In questo processo, etica, principi, ragionevoli cautele e buon senso sono stati sacrificati sull’altare del business, del profitto e della rapidità di evoluzione tecnologica, e molti processi neurologici che inducono assuefazione e dipendenza sono stati sfruttati il più possibile, senza scrupoli e senza informarne gli utenti. Anzi, questo sfruttamento è avvenuto, e avviene tuttora, senza che venga in alcun modo bilanciato da un’adeguata preparazione degli utenti, in forma di educazione digitale, conoscenza informatica, coscienza dei meccanismi neurologici e consapevolezza degli effetti che tutto ciò ha sulla mente, sulle scelte personali e sui comportamenti. Chi ha visto il film-documentario “The Social Dilemma” capirà un po’ meglio quanto affermo, ma c’è molto di più dietro le quinte.

 

Il meccanismo neurologico più sfruttato è quello della ricompensa variabile, spesso nell’ambito di un preciso processo di aggancio (“hook”) come descritto dall’esperto di psicologia del consumatore Nir Eyal nel suo libro “Hooked”. Il processo è: [trigger + azione + ricompensa variabile + investimento]. Il trigger è l’innesco che attiva il comportamento (es. la notifica di una nuova e-mail, un messaggio, un like, un nuovo follower, ecc.), l’azione è il comportamento che adotta l’utente nella speranza di una ricompensa (es. aprire l’e-mail, visualizzare il messaggio, scorrere la timeline di un social media, ecc.) che deve però essere variabile, nel senso che se l’utente non sa cosa aspettarsi (es. la notifica può riguardare un messaggio positivo molto atteso, una delusione o qualcosa che gli è indifferente) l’effetto assuefacente risulta estremamente più potente. Infine, l’investimento, sotto forma di tempo impiegato nel perpetrare il comportamento, di soldi spesi per proseguire, di impegno profuso nella raccolta (di like, commenti, follower, ecc.), nella costruzione di contenuti (es. Instagram, TikTok e YouTube) o nel partecipare a community tematiche, tutte cose che aumentano la fidelizzazione e spingono alla reiterazione del comportamento.
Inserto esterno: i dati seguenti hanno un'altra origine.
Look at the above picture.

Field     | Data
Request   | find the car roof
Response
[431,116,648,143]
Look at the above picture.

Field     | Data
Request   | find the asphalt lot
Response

È l’attesa di una ricompensa variabile a generare veri e propri boom di dopamina in specifiche aree del cervello, le stesse interessate dalle varie forme di dipendenza comportamentale o da sostanze, che vengono così rafforzate dall’azione di questo neurotrasmettitore che attiva le sinapsi che collegano i neuroni. La chiave è proprio l’attesa, per questo slot machine, lotterie, roulette, sorteggi, estrazioni, l’apertura di bauli, lo scrolling di Instagram o TikTok, la visualizzazione in sequenza di video su YouTube o di episodi di serie TV su Netflix e Prime Video, o anche il semplice refresh della videata di un’app, risultano così attraenti e diabolicamente assuefacenti. Inoltre, il rafforzamento delle aree cerebrali legate alla dipendenza, soprattutto se sollecitate da ricompense di tipo artificiale, predispone ad abbracciare ulteriori forme di dipendenza in futuro.